St. John's Wood is the home in fiction of adventuresses and profligacy and Bohemian supper-parties; often have I read about those foreign Countesses, of unknown history and incredible fascination, who decoy handsome young officials of the Foreign Office to these villas, and rob them, in dim-lit, scented bedrooms, of important documents. But I at least have never too harshly blamed these young diplomatists. Silent is the street as the mysterious brougham pauses, lovely the eyes that flash, and graceful the white-gloved hand that beckons from the carriage window; and how can they resist (for they are only human) the lure of so adventurous, so enchanting an invitation?


THE GARDEN SUBURB

I had often heard of the Hampstead Garden Suburb, and the attempt of its inhabitants to create an atmosphere of the Higher Culture, to concentrate, as it were, the essence of the ideal life in one region. But I must now confess that it was in a spirit of profane curiosity that I walked up towards its courts and closes. And when I saw the notices of the Societies for Ethical Culture and Handicrafts and Child Study, the lectures on Reincarnation, the Holy Grail, the Signs of the Zodiac, and the Teaching of the Holy Zoroaster, I am afraid I laughed. But how shallow, how thin this laughter soon sounded amid the quiet amenity, the beautiful distinction of this pretty paradise! It was an afternoon of daydreams; the autumnal light under the low clouds was propitious to inner recollection; and as I walked the streets of this ideal city, soothed by the sense of order and beautiful architecture all around me, I began to feel that I too was an Idealist, that here was my spiritual home, and that it would be a right and seemly thing to give up the cinemas and come and make my dwelling on this hill-top. Pictures floated before my eyes of tranquil days, days of gardening and handicrafts and lectures, evenings spent in perusing the world's masterpieces.
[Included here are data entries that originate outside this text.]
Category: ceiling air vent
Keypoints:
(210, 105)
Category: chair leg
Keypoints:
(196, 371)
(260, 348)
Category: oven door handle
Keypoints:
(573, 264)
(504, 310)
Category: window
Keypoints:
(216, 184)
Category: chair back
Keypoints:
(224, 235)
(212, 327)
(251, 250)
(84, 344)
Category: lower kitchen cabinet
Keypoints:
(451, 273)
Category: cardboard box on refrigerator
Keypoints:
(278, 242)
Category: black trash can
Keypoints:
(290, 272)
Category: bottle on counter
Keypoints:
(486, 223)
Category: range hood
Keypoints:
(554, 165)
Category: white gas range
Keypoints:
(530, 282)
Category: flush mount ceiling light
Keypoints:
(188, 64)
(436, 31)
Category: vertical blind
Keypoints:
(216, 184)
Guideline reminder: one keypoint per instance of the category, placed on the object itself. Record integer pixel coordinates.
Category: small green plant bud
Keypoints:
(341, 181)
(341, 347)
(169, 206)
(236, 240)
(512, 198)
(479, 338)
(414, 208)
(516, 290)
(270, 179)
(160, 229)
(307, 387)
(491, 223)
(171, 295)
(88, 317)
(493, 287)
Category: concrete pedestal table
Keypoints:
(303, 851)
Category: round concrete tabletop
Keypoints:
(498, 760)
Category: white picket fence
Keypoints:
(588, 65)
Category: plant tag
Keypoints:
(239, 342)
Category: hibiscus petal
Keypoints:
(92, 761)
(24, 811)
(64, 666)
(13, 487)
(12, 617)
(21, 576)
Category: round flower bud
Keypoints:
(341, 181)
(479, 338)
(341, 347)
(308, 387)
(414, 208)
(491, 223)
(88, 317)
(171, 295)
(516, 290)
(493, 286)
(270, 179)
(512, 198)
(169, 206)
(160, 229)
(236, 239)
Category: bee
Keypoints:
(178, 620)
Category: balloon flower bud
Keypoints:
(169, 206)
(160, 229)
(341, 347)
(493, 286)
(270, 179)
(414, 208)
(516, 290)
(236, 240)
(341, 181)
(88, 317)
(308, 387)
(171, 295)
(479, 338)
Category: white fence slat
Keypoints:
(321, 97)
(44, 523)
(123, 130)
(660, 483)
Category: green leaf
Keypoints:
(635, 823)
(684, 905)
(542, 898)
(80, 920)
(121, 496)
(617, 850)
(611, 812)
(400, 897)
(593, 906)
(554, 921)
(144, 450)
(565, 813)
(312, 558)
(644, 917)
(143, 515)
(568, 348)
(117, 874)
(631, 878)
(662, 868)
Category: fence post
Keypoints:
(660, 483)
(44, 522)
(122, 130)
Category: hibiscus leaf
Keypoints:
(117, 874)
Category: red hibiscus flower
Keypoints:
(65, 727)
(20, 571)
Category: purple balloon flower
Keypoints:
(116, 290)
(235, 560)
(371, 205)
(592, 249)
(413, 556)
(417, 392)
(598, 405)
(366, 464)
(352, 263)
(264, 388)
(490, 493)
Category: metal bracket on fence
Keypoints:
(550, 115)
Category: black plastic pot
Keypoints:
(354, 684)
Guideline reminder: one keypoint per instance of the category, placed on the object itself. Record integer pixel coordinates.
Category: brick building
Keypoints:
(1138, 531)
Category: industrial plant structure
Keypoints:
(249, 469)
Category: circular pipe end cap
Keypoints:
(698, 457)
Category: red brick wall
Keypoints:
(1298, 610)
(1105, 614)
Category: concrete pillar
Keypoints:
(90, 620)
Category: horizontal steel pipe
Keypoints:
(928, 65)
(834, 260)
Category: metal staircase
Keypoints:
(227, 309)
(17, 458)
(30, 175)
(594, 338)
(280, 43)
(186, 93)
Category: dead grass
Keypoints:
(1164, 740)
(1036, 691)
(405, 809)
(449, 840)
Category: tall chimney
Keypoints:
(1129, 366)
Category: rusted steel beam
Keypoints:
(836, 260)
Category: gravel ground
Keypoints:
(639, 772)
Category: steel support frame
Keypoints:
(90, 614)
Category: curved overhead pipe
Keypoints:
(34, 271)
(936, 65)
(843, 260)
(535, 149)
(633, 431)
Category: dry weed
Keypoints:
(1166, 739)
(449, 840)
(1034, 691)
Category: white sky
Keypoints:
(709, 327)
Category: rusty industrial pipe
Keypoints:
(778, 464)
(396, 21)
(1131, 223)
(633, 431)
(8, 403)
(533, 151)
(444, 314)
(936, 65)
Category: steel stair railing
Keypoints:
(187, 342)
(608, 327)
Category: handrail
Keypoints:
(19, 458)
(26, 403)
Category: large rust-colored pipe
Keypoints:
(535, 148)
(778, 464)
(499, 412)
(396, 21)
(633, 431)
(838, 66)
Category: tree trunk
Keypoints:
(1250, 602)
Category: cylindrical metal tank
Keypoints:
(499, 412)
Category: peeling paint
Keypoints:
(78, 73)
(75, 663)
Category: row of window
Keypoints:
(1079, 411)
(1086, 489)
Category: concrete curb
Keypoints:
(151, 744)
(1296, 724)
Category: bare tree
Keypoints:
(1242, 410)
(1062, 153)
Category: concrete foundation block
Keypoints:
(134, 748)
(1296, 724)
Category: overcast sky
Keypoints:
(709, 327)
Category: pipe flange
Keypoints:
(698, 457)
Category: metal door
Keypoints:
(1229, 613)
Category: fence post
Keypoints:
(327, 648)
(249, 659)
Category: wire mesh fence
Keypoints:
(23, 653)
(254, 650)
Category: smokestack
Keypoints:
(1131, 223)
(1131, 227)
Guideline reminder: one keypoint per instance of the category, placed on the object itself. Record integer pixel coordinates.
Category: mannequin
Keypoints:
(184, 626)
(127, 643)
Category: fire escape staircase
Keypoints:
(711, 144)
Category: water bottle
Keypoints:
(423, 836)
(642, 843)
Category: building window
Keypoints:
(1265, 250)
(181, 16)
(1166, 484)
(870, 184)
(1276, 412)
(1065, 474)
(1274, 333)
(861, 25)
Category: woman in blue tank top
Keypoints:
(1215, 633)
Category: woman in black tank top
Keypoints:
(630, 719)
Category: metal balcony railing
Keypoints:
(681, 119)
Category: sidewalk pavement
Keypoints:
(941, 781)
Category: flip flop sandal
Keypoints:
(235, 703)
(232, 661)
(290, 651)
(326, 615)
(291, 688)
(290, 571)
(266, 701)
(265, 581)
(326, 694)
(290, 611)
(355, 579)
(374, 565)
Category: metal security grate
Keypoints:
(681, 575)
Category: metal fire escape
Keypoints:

Although I still frequent the cinemas, and spend too much time gazing in at the windows of expensive shops, and the reverie of that afternoon has come to no fruition, yet I feel myself a better person for it: I feel that it marks me off from the merely cynical and worldly. For I at least have had a Pisgah sight of the Promised City; I have made its ideal my own, if but for an afternoon, and only in a daydream.


SUNDAY CALLS

'Well, I must say!' Reason exclaimed, when we found ourselves in the street again.